The film gets surprisingly romantic. When we think Thom Yorke, we think anxiety, and there is definitely a lot of that. But it's almost like Thom Yorke as a romantic leading man for a while there toward the end.
Yeah. Well, Buster Keaton would always do that. There would always be some scene where Buster Keaton is slightly romantic. But that last song, "Dawn Chorus," is amazing — which I don't know if that's been played before (in concert) or not. I don't think it has. It's really, really so beautiful.

So Thom Yorke is Buster Keaton — that's something we can take away from this?

Well, he has that similar thing, doesn't he? Like, physically. He's amazing with his body —very, very physical. I just kept saying, "More Buster Keaton, more Buster Keaton!" It seemed to fit.

Alethia

This was awesome. Fuck I cannot wait to see what PT does next. See this on a roughly 80 foot screen sometime, if ya can, it's really something special. Thom Yorke's man-bun depicted on such a scale really re-contextualizes that entire trend in a profound way, and somehow achieves a kind of redemption. They were giving out free records, though I arrived too late to receive one  :doh: Half of those that did I'll bet don't even own record players, and the other half, Crosleys...

WorldForgot

Thom Yorke iz a funny fellow. So glad to watch Damien Jalet choreograph delightful liberty after the howlz of Suspiria.

Watch this with ya lovez

wilberfan

"The Phantom Lunch Box"


[edit]  Do I get Karma Points for giving my vinyl to a couple of very young kids that shyly asked me if they could have my copy?  I decided they would enjoy it much more than I would.  (I barely know who Thom Yorke and/or Radiohead is. Are?)  When I asked them what made them approach me--they said it was the way I was swinging the album by my side holding it by one corner...  Everyone else had their copy clutched to their chest.   Very astute observation on their part!

WorldForgot

Therez a very cool PDL reference too

jviness02

This was quite good. Any new PTA is A-OK in my book. The first two sections had a very dystopian-futuristic feel to me. Maybe it was the matching uniforms? Makes me wanna see PTA do something like that.

csage97

Oooh, I just love it. It's so gorgeous. Seeing the inky colour and grain of the film does something special to me, especially now that so many new films and shows have that digital look of the Arri Alexa. It's so nicely shot and is somehow more through-and-through PTA than I expected, which is great, of course.

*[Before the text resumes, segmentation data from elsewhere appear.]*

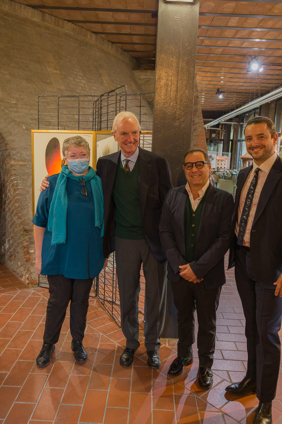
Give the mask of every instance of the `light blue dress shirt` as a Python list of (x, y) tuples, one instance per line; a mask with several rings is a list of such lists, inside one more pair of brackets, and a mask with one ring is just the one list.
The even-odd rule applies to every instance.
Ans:
[(137, 148), (135, 150), (134, 153), (131, 155), (129, 158), (126, 158), (124, 155), (123, 154), (122, 152), (120, 152), (120, 159), (121, 160), (121, 163), (122, 163), (123, 168), (124, 167), (124, 165), (125, 165), (125, 160), (126, 159), (129, 159), (129, 162), (128, 162), (128, 164), (129, 165), (129, 169), (130, 170), (130, 172), (132, 171), (133, 169), (133, 167), (135, 164), (135, 162), (137, 160), (137, 158), (138, 157), (138, 155), (139, 154), (139, 149)]

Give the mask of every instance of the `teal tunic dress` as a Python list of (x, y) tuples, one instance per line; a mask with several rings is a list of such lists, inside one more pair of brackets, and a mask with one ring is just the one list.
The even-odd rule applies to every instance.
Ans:
[(49, 188), (40, 193), (32, 220), (35, 225), (45, 227), (41, 273), (79, 279), (98, 277), (104, 259), (101, 230), (95, 225), (95, 201), (90, 181), (85, 181), (88, 195), (83, 196), (79, 181), (68, 178), (66, 241), (51, 245), (52, 233), (48, 230), (48, 215), (59, 175), (48, 179)]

I don't know much about films from the silent era, but a lot of the movements of the people (Thom especially), the way Thom smiles at times, the lunchbox, all remind me of footage of comedies I've seen from the time of the one-reeler.

Robyn

Quote from: wilberfan on June 27, 2019, 12:28:46 AM
[edit]  Do I get Karma Points for giving my vinyl to a couple of very young kids that shyly asked me if they could have my copy?

yes.

Ravi

Saw this in IMAX last night. I was in the center of the front row, so it wasn't the best seat, but what a gorgeous film. I'll have to watch it again on Netflix. Does Netflix have a repeat function?

Got a copy of the LP too!

Quote from: csage97 on June 27, 2019, 02:46:32 AM
Oooh, I just love it. It's so gorgeous. Seeing the inky colour and grain of the film does something special to me, especially now that so many new films and shows have that digital look of the Arri Alexa. It's so nicely shot and is somehow more through-and-through PTA than I expected, which is great, of course.

The end credits had a Kodak Motion Picture Film logo and an Alexa 65 logo, so parts of this were shot digitally. Not sure which parts, though.

pete

I feel like I've seen more PTA films with members of this board than anyone else!? I'm at six I believe. Matt what you got?
"Tragedy is a close-up; comedy, a long shot."